Anyone else make the transition found yourself enjoying inshore more? Maybe it’s because I’ve not been offshore in a while, but seems like I’m enjoying inshore better. Don’t get me wrong, I love what offshore has to offer, but it sure is a lot of work these days


----------



## Skram (Feb 8, 2019)

Gary240 said:


> Anyone else make the transition found yourself enjoying inshore more? Maybe it’s because I’ve not been offshore in a while, but seems like I’m enjoying inshore better. Don’t get me wrong, I love what offshore has to offer, but it sure is a lot of work these days


I definitely agree. I won't turn down an opportunity to get offshore on friends boats, but inshore is cheaper and much less exhausting. Picked up fly a few years back and it reignited my passion for inshore fishing.


----------



## Coffeyonthefly (Mar 20, 2019)

I lived in Hawaii and did a lot of Billfish and Tuna fishing. I used to enjoy it but honestly now I would much rather sight fish. Bottom fishing has just never been my thing. I guess I’m getting old.


----------



## Gary240 (Jul 5, 2021)

Skram said:


> I definitely agree. I won't turn down an opportunity to get offshore on friends boats, but inshore is cheaper and much less exhausting. Picked up fly a few years back and it reignited my passion for inshore fishing.


I eventually want to learn fly fishing. Having a blast sharpening my inshore skills at the moment. 


Coffeyonthefly said:


> I lived in Hawaii and did a lot of Billfish and Tuna fishing. I used to enjoy it but honestly now I would much rather sight fish.
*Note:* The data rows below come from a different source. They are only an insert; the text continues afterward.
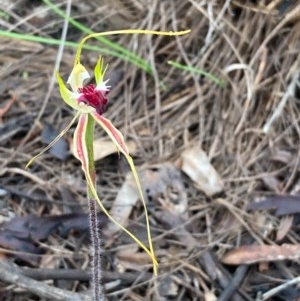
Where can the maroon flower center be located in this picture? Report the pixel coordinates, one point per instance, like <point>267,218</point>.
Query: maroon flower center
<point>94,98</point>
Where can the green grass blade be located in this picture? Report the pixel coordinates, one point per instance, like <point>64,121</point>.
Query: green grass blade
<point>48,41</point>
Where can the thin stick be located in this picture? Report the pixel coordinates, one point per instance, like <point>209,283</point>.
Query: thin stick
<point>96,253</point>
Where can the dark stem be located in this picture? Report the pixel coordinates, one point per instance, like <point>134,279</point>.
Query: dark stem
<point>96,253</point>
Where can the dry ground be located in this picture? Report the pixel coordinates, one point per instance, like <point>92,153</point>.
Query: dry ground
<point>254,47</point>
Bottom fishing has just never been my thing. I guess I’m getting old.


Coffeyonthefly - Yeah, bottom fishing has never been my thing either.


----------



## kwood (Oct 17, 2012)

Funny how it works....I'm finding my self going in the opposite direction.


----------



## Gary240 (Jul 5, 2021)

kwood said:


> Funny how it works....I'm finding my self going in the opposite direction.


I think the trick is to have a boat for each activity 😄


----------



## BrainlessBoater (Feb 18, 2018)

I like inshore way better, but that is because I grew up fishing inshore with my dad and uncle so those memories are dear to me.


----------